What else should you know about polyphasic sleep?

Claudio Stampi started his research on sleep and interrupted sleeping patterns by observing solo sailors. He is a pioneer in the field of polyphasic and biphasic sleep. Moreover, he is a biphasic sleeper and an ardent lover of afternoon siestas. His research reflects the sleeping habits of sailors in long-distance boat races. You can easily see the similarity of sleeping patterns between these sailors, and the US military. These are both extraordinary cases, during which people have to cut their sleeping hours back for survival. According to an Air Force report, each nap should be of 45-minutes each. Longer naps of about 2 hours are better for the restoration of memories and thoughts, but the aim is to cover 8 hours of rest with as little sleep as possible.

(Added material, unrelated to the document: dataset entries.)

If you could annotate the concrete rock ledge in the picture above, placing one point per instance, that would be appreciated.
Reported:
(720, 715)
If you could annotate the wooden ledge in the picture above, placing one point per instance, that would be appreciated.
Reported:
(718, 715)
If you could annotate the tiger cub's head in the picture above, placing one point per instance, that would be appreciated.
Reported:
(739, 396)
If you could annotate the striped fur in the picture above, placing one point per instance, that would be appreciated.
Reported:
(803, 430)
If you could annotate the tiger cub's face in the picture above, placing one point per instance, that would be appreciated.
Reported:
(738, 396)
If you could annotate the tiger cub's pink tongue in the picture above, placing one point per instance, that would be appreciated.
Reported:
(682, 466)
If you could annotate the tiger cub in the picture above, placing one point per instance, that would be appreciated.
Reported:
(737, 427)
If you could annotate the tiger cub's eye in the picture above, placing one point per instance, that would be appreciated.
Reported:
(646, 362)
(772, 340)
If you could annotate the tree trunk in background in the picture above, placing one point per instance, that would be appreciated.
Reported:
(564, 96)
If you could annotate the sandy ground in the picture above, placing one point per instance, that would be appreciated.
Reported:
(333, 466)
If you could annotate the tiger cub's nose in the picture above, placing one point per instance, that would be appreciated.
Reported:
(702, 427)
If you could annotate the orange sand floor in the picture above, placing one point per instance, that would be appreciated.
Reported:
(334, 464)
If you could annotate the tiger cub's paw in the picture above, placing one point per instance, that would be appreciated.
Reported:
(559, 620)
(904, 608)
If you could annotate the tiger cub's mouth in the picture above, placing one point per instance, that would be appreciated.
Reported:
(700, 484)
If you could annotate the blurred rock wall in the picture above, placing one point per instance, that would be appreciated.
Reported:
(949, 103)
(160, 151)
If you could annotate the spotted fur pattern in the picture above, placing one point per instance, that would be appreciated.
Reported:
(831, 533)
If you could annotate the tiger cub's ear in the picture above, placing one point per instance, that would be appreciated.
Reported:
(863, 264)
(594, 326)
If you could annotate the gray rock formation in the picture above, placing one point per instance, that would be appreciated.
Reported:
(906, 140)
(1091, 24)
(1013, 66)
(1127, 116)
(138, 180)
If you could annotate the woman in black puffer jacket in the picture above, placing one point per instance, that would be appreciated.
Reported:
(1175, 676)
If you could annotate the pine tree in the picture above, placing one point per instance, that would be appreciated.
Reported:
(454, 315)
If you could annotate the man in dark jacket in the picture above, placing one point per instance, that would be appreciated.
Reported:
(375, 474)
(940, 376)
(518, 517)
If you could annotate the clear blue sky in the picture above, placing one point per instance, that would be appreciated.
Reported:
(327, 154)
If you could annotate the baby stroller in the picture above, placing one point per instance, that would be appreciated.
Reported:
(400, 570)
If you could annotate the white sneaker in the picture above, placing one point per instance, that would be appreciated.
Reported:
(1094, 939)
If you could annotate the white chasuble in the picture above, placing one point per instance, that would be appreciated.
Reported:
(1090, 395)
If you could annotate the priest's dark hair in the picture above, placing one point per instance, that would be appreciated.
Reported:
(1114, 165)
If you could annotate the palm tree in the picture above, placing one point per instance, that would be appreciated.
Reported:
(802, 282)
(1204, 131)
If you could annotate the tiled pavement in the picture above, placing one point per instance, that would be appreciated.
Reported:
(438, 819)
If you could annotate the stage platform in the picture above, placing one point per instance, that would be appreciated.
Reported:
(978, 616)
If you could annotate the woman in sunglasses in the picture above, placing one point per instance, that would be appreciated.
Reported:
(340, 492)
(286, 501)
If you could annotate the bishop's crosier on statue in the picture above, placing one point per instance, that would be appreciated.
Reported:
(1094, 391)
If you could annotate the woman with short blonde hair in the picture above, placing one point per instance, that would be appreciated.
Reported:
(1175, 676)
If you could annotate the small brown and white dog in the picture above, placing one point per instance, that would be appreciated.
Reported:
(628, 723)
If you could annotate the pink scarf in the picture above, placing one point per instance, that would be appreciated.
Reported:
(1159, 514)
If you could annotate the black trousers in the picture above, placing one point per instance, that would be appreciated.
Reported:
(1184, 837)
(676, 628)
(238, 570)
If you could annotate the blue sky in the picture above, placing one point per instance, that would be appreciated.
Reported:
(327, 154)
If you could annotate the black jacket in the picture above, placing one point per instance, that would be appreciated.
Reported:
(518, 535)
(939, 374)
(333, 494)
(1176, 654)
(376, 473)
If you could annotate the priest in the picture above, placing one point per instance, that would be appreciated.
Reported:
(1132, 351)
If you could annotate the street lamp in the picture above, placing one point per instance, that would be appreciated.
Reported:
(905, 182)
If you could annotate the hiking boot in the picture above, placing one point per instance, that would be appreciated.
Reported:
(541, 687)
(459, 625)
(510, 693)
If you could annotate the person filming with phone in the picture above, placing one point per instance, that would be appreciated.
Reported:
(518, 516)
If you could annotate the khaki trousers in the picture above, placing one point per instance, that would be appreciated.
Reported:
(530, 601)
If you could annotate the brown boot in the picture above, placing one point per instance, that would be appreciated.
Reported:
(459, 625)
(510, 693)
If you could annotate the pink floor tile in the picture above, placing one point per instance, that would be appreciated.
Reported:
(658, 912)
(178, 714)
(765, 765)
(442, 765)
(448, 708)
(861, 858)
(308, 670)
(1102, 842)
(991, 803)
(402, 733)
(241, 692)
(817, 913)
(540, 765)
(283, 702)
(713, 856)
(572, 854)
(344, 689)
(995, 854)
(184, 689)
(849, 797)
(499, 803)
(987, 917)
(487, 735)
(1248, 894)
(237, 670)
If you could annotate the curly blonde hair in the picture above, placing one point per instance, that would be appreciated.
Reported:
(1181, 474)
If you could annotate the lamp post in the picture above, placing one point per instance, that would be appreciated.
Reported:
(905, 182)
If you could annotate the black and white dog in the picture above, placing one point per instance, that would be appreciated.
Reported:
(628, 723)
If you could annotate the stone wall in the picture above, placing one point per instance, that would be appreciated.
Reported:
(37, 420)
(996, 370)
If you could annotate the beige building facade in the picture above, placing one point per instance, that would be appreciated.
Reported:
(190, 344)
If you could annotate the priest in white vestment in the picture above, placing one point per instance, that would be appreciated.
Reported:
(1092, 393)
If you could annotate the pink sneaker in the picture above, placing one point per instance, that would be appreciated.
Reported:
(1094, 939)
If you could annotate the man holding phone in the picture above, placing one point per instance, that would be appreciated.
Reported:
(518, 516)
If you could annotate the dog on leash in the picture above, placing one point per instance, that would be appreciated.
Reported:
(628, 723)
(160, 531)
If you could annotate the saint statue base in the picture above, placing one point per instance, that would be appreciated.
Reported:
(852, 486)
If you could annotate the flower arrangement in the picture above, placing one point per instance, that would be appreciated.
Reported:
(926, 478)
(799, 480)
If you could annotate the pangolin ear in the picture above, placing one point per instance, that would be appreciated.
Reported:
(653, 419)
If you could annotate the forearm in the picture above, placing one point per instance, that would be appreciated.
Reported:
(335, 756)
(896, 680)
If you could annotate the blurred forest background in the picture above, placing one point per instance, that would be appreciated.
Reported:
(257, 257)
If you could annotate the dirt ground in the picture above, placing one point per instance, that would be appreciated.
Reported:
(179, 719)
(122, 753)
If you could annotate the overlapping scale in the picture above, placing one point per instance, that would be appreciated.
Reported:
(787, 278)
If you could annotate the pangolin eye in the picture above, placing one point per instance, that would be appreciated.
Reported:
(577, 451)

The Canadian Marine Pilots go through something similar. Due to extreme conditions, they get to sleep for only about 10 minutes to 20 minutes at a stretch. They nap at regular intervals, but they do not get core sleep. It is the closest real-life example of Dymaxion sleep one can find in real life. The regular interval of the 20-minute naps make up for the extreme sleep deprivation, but the effectiveness is not the same for every person. The Italian Air Force (Aeronautica Militare Italiana) adopted schedules similar to Everyman. The recruits would work for two hours and take four-hour rests. They could sleep during these four hours, although they could sleep for the final three periods. They repeated the cycle four times per day (or 24 hours). The observers of the experiment noted that there were no noticeable changes in their EEG and during their daytime productivity.

At the same time, the research says that people with parasomnia and insomnia will face severe sleep backlogs if they try to adopt similar schedules. It can limit attention and focus. Only attempt segmented sleep if you have enough time to spare and the courage to go through with it. Failure is a norm of polyphasic sleep unless you have the blessing of the rare genetic mutation that allows people to work for superhuman hours without continuous 6 to 8 hours of rest.